Persily pushes his students to test their intuitions and biases, and he shares his own experiences in the field.

“Students love war stories,” he says, “especially those that involve partisan intrigue and the raw ugliness of politics brought out in redistricting fights. Redistricting brings out the worst in politicians, as they fight for their political futures or use their line-drawing power to exact revenge on political opponents.”

Students in the inaugural class said they were energized by it.

It was, says Shawn Crowley ’11, “definitely the coolest thing I did in law school, and probably that which I worked the hardest on.”

The course was also, she added, quite intense. “I spent literally hundreds of hours learning the mapping software, dealing with various technical difficulties, reviewing the laws surrounding redistricting and gerrymandering, familiarizing myself with the demographic, political, and geographic features of the states I mapped, and then actually drawing and re-drawing the maps themselves,” she says.

Kathleen Vermazen ’11, who was one of the students Persily brought to Washington, D.C., to train state legislators on redistricting, added that the class showed her just how difficult the task of redistricting is, even when partisan politics are not part of the equation.

“I found that, once you get past the simple numbers for drawing districts, the number of considerations that go into a redistricting plan is nearly endless,” she says. “The location of roads, rivers, crop and weather patterns—all can play a part in drawing districts that reflect the political and social reality on the ground in any given state.”

Matthew Galeotti ’11 says the class helped him understand that redistricting “probably carries more influence than any debate, ad campaign, or even substantive platform can.” Indeed, he adds, “We weren’t far into the course when I realized that elections are decided just as much by who draws the lines as they are by the voters, if not more.”

Persily says the quality of the work that emerged from the course was exceptional.

“The class was more successful than I ever could have hoped,” he says. “I would personally trust any of these students to assist any jurisdiction, court, or litigant in crafting redistricting plans.
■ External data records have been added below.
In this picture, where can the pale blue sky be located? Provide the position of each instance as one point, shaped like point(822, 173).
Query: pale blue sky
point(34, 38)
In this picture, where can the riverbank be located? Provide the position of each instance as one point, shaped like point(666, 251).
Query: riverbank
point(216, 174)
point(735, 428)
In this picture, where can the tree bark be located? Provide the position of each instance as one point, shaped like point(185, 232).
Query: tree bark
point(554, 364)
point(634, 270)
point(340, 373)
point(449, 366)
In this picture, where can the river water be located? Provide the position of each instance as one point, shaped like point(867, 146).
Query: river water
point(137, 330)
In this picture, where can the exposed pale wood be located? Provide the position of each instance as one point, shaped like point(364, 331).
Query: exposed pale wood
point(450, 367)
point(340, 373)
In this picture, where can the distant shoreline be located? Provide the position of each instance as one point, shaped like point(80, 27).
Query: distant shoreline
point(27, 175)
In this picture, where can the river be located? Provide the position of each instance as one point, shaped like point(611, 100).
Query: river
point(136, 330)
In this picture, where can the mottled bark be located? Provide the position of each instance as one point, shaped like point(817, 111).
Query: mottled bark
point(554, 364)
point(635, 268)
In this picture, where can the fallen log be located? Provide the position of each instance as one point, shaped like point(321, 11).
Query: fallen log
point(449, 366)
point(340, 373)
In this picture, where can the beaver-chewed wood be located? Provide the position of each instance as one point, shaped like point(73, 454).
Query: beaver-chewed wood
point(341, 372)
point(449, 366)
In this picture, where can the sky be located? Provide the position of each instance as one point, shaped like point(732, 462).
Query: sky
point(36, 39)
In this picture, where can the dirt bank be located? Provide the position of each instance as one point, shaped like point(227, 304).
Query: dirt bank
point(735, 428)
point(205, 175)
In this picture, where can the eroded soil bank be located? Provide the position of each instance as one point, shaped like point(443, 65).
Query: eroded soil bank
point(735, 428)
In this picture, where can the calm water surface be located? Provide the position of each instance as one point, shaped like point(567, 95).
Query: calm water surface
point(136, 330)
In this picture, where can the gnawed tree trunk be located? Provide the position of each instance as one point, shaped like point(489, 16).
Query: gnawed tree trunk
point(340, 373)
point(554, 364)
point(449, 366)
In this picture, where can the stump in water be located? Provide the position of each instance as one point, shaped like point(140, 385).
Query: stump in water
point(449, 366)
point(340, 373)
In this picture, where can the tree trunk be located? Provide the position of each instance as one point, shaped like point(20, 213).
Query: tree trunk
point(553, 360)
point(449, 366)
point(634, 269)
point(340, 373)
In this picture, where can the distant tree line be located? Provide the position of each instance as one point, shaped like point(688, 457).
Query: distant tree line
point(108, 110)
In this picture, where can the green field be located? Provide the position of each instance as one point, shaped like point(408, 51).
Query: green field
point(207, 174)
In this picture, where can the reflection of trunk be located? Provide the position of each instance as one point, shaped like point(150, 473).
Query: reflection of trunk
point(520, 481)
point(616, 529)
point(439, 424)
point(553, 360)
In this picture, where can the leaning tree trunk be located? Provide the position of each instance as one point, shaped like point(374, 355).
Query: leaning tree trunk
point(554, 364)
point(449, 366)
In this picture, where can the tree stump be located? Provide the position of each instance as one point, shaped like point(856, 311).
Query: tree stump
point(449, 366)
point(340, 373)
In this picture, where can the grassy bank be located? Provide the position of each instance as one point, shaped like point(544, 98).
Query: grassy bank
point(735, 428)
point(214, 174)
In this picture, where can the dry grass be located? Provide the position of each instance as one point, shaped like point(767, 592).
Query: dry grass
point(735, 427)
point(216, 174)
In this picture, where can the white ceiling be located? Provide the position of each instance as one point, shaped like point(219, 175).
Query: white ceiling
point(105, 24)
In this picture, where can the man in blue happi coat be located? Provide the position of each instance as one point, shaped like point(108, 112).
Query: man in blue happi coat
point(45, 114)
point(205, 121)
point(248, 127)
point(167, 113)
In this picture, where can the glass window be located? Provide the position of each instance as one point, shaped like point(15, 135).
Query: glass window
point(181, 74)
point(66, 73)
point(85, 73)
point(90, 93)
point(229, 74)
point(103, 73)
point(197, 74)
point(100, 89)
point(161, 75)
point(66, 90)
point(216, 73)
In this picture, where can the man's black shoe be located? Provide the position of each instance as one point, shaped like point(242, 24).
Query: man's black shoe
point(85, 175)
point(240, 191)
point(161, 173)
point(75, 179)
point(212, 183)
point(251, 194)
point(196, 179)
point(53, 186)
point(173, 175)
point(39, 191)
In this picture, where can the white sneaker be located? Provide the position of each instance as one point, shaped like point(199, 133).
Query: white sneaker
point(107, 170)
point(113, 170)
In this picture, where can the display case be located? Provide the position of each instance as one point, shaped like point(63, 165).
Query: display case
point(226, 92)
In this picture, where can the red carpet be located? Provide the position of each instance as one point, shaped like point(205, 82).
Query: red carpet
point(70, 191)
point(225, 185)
Indeed, some of the students are now better than I am at some aspects of the technology.”

The upshot of Professor Persily’s redistricting project is a library of off-the-shelf, ready-to-use congressional redistricting maps, which are also available as a sort of benchmark against which to judge plans that are the products of raw politics.

“By creating a repository for nonpartisan redistricting plans,” Persily says, “I thought we might be able to affect the debate this redistricting cycle.”

The reaction has been enthusiastic. The St. Louis Post-Dispatch, for instance, had a look at three maps produced by the class and concluded that “[E]ach is head-and-shoulders better that the county-splitting gerrymandered boundaries drawn by state lawmakers.”

Going forward, Persily has big plans for the class.

“Most of the [maps] now up on the website intentionally eschewed political considerations,” he says. “The next group of plans will promote political competition and ‘fair’ representation.”

Having already cited his articles, advocacy, and anecdotes, it seems only a matter of time before the Supreme Court considers Persily’s newest contribution to the debate over the intersection of law and democracy—and of high theory versus gritty practice.